A Pacific island fisheries bloc has unanimously decided to maintain a management system that has increased revenue to the islands by over 500 percent in the past six years.
Despite criticism by countries outside of this western and central Pacific fishery of a management system used to regulate the tuna industry, fisheries officials from the Parties to the Nauru Agreement (PNA) agreed at their annual meeting in Kiribati that wrapped up in early April to recommend to their fisheries ministers that the system be maintained.
This decision followed review at the annual meeting of an independent study of the PNA’s Vessel Day Scheme (VDS), which manages a multi-tuna fishery by controlling fishing effort.
The independent review by Toroa Strategy Limited of New Zealand compared the effort-based VDS to a quota limit system and concluded: “The VDS is a fully functioning fisheries management regime without peer for its class of fishery…There is no clear benefit from changing the VDS from a Day scheme to a catch scheme now or in the near future.”
“No one in the PNA is asking to change the VDS,” said PNA Chief Executive Dr. Transform Aqorau. “It is coming from countries outside of PNA. The VDS is not something we are going to give away. This is a system with a value of up to $450 million annually — why would we replace it with something we don’t know?”
PNA controls waters where 50 percent of the global supply of skipjack tuna is caught. Its members are Papua New Guinea, Solomon Islands, Tuvalu, Kiribati, Marshall Islands, Nauru, Federated States of Micronesia and Palau. Tokelau is not a full member, but has joined PNA in enforcing the VDS in its fishery.

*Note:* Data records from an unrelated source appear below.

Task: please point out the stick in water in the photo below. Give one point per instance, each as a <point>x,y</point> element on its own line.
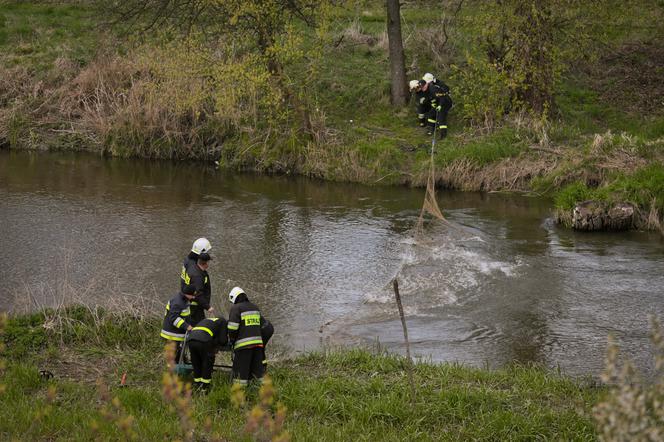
<point>409,366</point>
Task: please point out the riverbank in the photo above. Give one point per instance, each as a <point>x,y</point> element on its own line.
<point>58,91</point>
<point>346,394</point>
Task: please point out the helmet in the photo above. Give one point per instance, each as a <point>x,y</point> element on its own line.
<point>201,245</point>
<point>232,296</point>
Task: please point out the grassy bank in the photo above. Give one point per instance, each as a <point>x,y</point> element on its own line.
<point>67,84</point>
<point>337,395</point>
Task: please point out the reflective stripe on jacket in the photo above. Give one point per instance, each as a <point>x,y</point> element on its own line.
<point>191,274</point>
<point>176,318</point>
<point>244,325</point>
<point>210,330</point>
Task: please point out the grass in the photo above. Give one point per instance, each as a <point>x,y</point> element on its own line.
<point>34,35</point>
<point>109,105</point>
<point>347,394</point>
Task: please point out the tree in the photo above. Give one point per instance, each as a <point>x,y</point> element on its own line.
<point>399,91</point>
<point>532,42</point>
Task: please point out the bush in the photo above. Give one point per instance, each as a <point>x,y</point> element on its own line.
<point>483,92</point>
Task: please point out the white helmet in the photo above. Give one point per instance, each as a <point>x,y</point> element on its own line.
<point>232,296</point>
<point>201,245</point>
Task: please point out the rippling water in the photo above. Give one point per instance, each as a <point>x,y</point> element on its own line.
<point>503,285</point>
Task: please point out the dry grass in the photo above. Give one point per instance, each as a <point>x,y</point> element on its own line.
<point>634,409</point>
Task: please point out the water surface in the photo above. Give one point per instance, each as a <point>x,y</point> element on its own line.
<point>505,285</point>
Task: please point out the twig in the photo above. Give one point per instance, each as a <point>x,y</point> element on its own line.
<point>409,365</point>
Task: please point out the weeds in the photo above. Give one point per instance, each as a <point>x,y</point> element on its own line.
<point>113,412</point>
<point>177,395</point>
<point>261,423</point>
<point>633,410</point>
<point>3,322</point>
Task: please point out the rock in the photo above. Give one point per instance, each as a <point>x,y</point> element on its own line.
<point>620,217</point>
<point>593,216</point>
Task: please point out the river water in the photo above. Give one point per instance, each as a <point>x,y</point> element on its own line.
<point>504,285</point>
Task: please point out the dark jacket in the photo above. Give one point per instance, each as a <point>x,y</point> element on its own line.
<point>244,324</point>
<point>176,318</point>
<point>192,274</point>
<point>211,330</point>
<point>439,94</point>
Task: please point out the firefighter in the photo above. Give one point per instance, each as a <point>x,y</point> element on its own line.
<point>244,334</point>
<point>422,100</point>
<point>267,330</point>
<point>177,319</point>
<point>205,340</point>
<point>194,272</point>
<point>441,103</point>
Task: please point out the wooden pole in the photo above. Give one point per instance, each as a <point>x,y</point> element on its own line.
<point>409,364</point>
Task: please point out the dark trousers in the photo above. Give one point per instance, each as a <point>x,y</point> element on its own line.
<point>197,314</point>
<point>178,349</point>
<point>422,110</point>
<point>202,360</point>
<point>438,119</point>
<point>248,364</point>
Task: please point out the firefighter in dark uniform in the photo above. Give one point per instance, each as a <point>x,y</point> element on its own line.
<point>194,272</point>
<point>244,334</point>
<point>205,340</point>
<point>177,319</point>
<point>441,103</point>
<point>422,101</point>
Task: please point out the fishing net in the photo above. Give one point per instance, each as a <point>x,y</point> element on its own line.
<point>430,204</point>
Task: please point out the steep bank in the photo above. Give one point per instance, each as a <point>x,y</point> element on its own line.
<point>58,92</point>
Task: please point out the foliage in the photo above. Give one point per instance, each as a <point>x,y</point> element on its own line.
<point>345,394</point>
<point>634,408</point>
<point>482,91</point>
<point>532,42</point>
<point>644,188</point>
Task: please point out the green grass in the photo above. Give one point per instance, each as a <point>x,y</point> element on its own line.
<point>644,188</point>
<point>34,35</point>
<point>347,394</point>
<point>364,138</point>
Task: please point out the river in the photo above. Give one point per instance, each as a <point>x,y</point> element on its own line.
<point>504,285</point>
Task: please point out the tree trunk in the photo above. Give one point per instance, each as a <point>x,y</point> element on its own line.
<point>397,62</point>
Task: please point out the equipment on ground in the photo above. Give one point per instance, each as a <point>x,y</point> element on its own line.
<point>232,296</point>
<point>183,366</point>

The independent review of the VDS provided to the PNA annual meeting last week made note of recent debate in the region over the merits of effort and quota systems, observing that a “detailed examination of this issue has been pre-empted by the (Pacific Islands) Forum and an associated announcement from New Zealand Prime Minister John Key in September 2015,” in which Key stated “Pacific leaders have endorsed ‘A Roadmap for Sustainable Pacific Fisheries’ which promotes a move toward a catch-based management system for tuna by 2025.”
These statements, said the review, put the cart before the horse. “The Forum leaders and the New Zealand government have therefore precipitately endorsed a ‘solution’ to a ‘problem’ that has not been clearly identified by either the Review or PNA,” said the independent review, which praised the VDS as “a fully functioning fisheries management regime without peer for its class of fishery.”
After detailing pros and cons of both effort and quota limit systems, the independent review said: “There is no evidence that, for practical purposes, the present sustainability performance of the VDS is inferior to the quota management system given the nature and current state of the tuna fishery.”
The current total catch level in PNA waters “is sustainable” and the management system in place “provides a simple and robust compliance framework for the fleet,” said the review. “The purse seine VDS is a very successful fisheries management regime by any real world standard.”
The message to other countries in and outside the region from the PNA annual meeting is straightforward, said Aqorau: “Learn to respect different legal arrangements that govern different fisheries. Only the parties to the Palau Arrangement (which established the terms of the VDS) have authority to change the VDS. The Pacific Islands Forum and the Forum Fisheries Agency have no legal authority to change the VDS. By the same token PNA has no authority for other fisheries systems that have their own governance arrangements.”
Aqorau said the VDS is “an instrument that creates self-reliance for PNA members and means they do not need to rely on donor aid.” Since full implementation of the VDS in 2010, fisheries revenues to PNA nations have risen from $60 million to an estimated $400 million last year.